In a 2013 study using mice, Nakano and colleagues in his laboratory discovered that there was a heart tube – the form of embryonic heart taking before it starts to pump a blood – it contributes to the production of early blood cells body, called cells from the blood. Just as cell cells can form any type of cell in the body, blood progenitor cells can create many different types of immune blood and cells. But unlike cell cells, blood cells do not self-renewal throughout the life of an organism.
"Since we discovered that the heart tube produces some cells from the blood, we have been trying to calculate why," said Nakano. "Blood progenitor cells are produced in many more numbers in other parts of the developing embryo. Having the heart tube produces cells that precede the blood as having A small product that is not productive, just down the street from a more productive factory. If both of the factory produces the same thing – in this case there are cells from the blood – why do not you just have one big factory? "
The answer to that question was not a simple task, partly because the heart tube changes shape and starts falling within development days. And all the collapse of heart, blood and immune cells from all parts of the embryo that evolves flows into the heart and back again, making it difficult to determine the origin of the blood cells in the heart.
In the new study, which also used mice, the team removed the other blood and immune cells from the equation by removing a heart tube before it began to pump a blood and continue to grow in a laboratory dish. As no blood was circulated to contaminate their sample, the team noted that the cells that tested blood that resulted from the heart generated macrophages.

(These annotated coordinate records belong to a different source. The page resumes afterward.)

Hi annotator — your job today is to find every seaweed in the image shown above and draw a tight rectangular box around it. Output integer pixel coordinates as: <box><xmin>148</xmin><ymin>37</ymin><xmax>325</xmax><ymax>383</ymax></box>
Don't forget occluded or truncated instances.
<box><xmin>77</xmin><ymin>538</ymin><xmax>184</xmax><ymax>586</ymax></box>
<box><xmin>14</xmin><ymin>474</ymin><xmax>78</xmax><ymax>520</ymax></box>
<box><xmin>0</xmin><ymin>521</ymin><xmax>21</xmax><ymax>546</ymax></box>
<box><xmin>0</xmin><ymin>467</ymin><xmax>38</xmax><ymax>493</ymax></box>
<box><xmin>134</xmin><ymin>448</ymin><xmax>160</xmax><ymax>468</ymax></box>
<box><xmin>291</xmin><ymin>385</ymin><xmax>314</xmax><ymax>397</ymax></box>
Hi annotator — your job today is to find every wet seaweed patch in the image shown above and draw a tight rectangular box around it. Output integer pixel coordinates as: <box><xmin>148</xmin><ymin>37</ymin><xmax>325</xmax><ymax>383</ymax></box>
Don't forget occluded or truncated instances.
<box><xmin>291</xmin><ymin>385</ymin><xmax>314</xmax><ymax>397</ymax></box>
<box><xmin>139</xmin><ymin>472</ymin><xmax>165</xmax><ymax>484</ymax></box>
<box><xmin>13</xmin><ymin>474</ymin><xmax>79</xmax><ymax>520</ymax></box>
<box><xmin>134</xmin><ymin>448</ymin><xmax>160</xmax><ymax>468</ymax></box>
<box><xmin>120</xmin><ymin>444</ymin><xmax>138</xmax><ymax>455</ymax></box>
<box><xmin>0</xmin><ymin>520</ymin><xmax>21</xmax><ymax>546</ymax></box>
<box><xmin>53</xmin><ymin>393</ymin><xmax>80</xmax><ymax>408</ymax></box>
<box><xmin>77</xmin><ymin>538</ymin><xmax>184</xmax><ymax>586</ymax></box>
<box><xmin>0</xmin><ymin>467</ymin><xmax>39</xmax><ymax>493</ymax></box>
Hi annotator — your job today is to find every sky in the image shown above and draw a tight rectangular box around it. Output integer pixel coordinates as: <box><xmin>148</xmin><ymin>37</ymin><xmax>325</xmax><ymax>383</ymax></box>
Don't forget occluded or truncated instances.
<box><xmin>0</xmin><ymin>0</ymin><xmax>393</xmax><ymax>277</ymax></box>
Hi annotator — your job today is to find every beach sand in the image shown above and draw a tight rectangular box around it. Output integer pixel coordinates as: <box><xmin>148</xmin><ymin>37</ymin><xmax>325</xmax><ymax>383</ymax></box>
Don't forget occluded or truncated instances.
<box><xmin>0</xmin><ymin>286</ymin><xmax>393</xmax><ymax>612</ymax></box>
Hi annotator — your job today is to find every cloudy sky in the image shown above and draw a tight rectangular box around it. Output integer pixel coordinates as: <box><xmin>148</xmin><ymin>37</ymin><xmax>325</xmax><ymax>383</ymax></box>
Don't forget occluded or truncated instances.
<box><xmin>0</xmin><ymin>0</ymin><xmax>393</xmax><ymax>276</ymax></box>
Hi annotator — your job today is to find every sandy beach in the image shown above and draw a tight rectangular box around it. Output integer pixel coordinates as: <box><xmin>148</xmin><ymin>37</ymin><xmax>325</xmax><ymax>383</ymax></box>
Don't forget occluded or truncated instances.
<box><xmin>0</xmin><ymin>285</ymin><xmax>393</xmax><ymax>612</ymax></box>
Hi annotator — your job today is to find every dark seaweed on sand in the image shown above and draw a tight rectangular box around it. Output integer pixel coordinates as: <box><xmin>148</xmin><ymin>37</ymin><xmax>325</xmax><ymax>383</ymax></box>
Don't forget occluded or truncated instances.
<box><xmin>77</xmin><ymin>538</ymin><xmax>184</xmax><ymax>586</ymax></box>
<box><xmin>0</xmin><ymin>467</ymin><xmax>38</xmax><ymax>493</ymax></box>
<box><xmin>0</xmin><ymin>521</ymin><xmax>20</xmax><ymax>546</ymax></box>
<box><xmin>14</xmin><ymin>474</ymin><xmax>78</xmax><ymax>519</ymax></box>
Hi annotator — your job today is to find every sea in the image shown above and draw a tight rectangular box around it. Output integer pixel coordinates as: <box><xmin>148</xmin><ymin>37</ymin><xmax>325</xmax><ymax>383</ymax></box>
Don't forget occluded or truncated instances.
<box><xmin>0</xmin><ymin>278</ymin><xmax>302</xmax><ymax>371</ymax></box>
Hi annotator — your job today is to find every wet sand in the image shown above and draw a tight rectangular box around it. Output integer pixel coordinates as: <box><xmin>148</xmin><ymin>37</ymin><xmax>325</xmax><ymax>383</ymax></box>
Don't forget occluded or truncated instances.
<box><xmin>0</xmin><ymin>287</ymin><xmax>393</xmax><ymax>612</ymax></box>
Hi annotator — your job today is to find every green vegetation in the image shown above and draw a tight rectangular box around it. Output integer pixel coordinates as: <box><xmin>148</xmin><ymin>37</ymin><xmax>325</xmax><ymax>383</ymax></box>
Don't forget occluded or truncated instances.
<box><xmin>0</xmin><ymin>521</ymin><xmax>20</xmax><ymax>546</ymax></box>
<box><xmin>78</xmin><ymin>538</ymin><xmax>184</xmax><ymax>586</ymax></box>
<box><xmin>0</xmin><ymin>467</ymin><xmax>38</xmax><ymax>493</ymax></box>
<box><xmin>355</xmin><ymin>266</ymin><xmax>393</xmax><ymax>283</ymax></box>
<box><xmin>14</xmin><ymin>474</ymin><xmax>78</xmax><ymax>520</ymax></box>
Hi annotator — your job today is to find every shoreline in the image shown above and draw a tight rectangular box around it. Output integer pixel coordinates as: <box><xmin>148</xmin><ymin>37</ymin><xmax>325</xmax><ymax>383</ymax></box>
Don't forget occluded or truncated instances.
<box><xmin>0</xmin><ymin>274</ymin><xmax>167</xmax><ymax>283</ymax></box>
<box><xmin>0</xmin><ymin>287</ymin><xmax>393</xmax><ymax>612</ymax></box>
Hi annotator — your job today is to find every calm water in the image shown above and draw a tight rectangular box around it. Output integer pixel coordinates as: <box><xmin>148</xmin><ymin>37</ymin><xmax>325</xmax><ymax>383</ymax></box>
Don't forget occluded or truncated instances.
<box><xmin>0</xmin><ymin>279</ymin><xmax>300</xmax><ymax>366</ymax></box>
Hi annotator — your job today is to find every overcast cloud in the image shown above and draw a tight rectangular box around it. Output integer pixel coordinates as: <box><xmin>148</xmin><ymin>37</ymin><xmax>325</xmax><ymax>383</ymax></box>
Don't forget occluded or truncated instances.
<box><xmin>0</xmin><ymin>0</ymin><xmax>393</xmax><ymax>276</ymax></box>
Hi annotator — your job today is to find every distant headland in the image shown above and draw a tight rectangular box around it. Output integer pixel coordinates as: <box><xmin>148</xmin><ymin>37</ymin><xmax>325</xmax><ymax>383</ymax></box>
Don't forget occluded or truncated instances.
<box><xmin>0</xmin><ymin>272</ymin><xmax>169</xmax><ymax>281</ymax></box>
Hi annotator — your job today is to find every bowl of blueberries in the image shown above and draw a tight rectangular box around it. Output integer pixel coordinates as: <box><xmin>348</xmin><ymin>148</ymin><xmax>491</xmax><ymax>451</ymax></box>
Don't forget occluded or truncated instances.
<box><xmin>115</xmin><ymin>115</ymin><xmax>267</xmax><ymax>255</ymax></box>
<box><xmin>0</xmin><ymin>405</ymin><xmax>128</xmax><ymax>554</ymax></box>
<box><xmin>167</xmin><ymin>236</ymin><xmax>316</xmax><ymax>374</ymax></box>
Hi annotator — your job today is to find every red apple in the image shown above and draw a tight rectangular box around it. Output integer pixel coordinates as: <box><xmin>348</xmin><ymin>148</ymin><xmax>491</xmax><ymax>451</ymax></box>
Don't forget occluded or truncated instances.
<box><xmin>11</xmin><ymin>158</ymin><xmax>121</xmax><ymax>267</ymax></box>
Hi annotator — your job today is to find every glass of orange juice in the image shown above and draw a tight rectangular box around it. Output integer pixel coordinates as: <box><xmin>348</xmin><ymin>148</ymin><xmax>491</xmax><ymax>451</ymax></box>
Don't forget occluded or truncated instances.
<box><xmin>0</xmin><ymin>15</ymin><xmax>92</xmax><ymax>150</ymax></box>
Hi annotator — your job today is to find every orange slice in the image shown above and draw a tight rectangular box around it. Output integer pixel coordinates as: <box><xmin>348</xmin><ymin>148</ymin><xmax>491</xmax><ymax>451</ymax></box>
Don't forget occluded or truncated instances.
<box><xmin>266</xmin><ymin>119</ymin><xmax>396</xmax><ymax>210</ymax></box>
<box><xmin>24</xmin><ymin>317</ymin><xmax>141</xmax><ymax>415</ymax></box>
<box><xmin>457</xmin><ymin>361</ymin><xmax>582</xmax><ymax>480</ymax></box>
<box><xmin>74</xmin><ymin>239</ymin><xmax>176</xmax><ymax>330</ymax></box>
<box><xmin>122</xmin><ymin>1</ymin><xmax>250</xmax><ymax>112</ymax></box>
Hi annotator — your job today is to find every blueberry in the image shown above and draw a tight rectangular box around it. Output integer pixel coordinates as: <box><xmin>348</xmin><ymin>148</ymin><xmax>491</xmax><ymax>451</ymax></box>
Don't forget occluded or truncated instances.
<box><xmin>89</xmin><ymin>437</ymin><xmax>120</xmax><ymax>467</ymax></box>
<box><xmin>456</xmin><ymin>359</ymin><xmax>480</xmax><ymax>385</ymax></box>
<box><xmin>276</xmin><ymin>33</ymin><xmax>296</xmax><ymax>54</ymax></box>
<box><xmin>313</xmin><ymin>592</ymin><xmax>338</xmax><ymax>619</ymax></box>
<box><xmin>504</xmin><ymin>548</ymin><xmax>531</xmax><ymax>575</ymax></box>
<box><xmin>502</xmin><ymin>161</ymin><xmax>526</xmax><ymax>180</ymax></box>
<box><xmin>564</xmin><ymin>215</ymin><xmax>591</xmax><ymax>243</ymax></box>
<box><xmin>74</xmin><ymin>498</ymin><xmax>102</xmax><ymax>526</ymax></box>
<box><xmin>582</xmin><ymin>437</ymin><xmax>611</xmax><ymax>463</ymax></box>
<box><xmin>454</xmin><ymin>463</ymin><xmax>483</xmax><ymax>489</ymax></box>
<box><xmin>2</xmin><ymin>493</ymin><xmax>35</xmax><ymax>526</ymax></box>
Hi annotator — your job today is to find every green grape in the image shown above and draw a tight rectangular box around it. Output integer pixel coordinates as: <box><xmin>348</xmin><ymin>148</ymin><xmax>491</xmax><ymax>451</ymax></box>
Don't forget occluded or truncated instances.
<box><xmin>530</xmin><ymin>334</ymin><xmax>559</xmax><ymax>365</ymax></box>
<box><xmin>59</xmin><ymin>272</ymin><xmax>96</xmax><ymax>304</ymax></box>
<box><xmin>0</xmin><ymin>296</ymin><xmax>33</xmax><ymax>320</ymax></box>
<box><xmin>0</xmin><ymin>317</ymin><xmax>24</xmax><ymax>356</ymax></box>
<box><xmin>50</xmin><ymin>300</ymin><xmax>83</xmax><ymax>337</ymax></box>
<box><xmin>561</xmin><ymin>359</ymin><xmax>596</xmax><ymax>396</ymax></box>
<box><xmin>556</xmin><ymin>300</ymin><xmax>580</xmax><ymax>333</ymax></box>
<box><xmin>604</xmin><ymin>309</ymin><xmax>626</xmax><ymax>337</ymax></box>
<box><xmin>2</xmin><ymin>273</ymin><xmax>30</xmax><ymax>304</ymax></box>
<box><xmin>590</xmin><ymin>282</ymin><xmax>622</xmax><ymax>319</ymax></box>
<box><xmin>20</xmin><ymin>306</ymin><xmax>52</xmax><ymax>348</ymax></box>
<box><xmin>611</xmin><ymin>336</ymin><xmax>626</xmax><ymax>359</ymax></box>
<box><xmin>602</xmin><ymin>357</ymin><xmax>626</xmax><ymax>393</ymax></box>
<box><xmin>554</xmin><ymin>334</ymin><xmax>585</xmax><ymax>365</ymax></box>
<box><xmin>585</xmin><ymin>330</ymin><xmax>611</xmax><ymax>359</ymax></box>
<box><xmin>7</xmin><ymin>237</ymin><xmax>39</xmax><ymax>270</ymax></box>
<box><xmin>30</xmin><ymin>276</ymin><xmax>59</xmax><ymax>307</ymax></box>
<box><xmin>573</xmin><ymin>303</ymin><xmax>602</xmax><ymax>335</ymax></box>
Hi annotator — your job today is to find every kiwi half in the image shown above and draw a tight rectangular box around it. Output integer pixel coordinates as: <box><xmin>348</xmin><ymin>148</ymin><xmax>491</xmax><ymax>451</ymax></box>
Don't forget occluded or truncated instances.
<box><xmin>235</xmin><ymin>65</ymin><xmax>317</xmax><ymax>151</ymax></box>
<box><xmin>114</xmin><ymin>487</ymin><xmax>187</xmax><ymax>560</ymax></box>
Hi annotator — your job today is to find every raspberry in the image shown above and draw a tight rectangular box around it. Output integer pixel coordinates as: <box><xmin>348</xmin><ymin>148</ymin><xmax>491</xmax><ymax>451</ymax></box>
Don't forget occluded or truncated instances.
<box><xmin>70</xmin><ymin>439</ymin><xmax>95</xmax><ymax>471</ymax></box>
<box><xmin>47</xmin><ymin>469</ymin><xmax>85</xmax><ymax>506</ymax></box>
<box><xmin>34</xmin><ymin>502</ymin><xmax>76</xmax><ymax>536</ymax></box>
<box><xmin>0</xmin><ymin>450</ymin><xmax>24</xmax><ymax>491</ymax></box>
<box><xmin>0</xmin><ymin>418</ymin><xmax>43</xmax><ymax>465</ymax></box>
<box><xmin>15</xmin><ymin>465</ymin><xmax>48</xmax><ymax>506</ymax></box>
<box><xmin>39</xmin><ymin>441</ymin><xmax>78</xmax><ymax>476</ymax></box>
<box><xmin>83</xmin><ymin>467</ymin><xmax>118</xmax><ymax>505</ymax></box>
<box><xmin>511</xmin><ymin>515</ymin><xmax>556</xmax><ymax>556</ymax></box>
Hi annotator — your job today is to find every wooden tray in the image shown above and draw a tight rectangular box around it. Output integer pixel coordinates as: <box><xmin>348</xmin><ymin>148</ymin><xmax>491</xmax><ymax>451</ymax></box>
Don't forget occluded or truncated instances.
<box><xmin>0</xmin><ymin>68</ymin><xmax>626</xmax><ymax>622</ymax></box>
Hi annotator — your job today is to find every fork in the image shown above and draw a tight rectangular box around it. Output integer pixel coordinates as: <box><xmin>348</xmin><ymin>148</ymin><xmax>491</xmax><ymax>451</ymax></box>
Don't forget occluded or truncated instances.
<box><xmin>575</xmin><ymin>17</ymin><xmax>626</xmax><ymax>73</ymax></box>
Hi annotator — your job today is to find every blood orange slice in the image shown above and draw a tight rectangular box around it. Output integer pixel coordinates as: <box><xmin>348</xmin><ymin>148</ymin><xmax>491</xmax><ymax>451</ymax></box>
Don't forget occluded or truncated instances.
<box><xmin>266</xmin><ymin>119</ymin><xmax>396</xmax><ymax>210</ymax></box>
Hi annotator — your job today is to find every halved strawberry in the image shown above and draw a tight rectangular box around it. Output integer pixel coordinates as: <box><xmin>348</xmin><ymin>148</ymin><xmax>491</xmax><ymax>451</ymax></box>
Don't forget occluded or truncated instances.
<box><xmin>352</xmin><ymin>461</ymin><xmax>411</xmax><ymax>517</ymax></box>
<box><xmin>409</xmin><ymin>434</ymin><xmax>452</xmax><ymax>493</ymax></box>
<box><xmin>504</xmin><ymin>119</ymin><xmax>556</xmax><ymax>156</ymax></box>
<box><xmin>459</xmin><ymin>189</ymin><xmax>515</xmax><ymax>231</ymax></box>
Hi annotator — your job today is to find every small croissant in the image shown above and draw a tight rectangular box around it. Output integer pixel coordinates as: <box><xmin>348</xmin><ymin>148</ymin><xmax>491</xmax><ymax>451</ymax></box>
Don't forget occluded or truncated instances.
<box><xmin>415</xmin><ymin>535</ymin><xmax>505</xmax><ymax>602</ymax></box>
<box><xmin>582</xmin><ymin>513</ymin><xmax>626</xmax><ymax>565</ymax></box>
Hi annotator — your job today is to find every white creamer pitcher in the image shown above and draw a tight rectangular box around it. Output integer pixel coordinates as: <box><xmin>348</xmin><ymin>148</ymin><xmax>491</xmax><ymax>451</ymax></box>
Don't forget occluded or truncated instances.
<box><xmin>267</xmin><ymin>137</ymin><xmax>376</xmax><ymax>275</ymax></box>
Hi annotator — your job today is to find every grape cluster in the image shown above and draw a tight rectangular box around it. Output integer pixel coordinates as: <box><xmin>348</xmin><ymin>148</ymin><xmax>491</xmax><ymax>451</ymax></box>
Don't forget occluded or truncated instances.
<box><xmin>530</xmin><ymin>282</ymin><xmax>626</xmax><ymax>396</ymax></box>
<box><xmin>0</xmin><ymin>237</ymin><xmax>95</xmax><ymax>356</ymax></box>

Macrophages ("great restaurants" in Greek) live in tissues and travel around the body in the blood, searching for harmful, damaging or unnecessary cells. Previous research had shown that macrophages existed in the heart valves, but the Nakano team was the first to discover their role there: eating too many cells to make the valves paper-thin and hyper-efficient. This process starts in the embryo that develops and continues after its birth; The macrophages remain in the valves that will help keep them in shape throughout the life cycle.
"Macrophages was known to exist in heart valves, but no-one had fallen down when they arrived there and where they came until we watched them to develop in the heart tube," said Nakano.
To prove the essentiality of macrophages that are derived from the heart to form valves and remodeling, the scientists have blocked their production to see if it had any effect. They find that the other macrophages in the body – those of blood circulation – travel to the heart, but were not very effective in remodeling the valves. Without the macrophages that are derived from the heart, the heart valves were still thick and rigid.
"This showed us that the macrophages that are produced in the heart tube are particularly skilled when eating excessive tissue," said Nakano. "This makes it essential not only to form heart valves, but to maintain heart valve throughout life."
Nakano said he hoped that the discovery will prepare the way to solve the conditions of the heart valve more permanently, perhaps by promoting or preventing heart disease causing macrophagus to regulate the formation heart valve. And, because those macrophages remain in the body throughout the lives of people, one day could be targeted to handle problems that eventually develop in life, he says.
The next step for the Nakano laboratory will be to determine whether the perceptions of people can be repeated.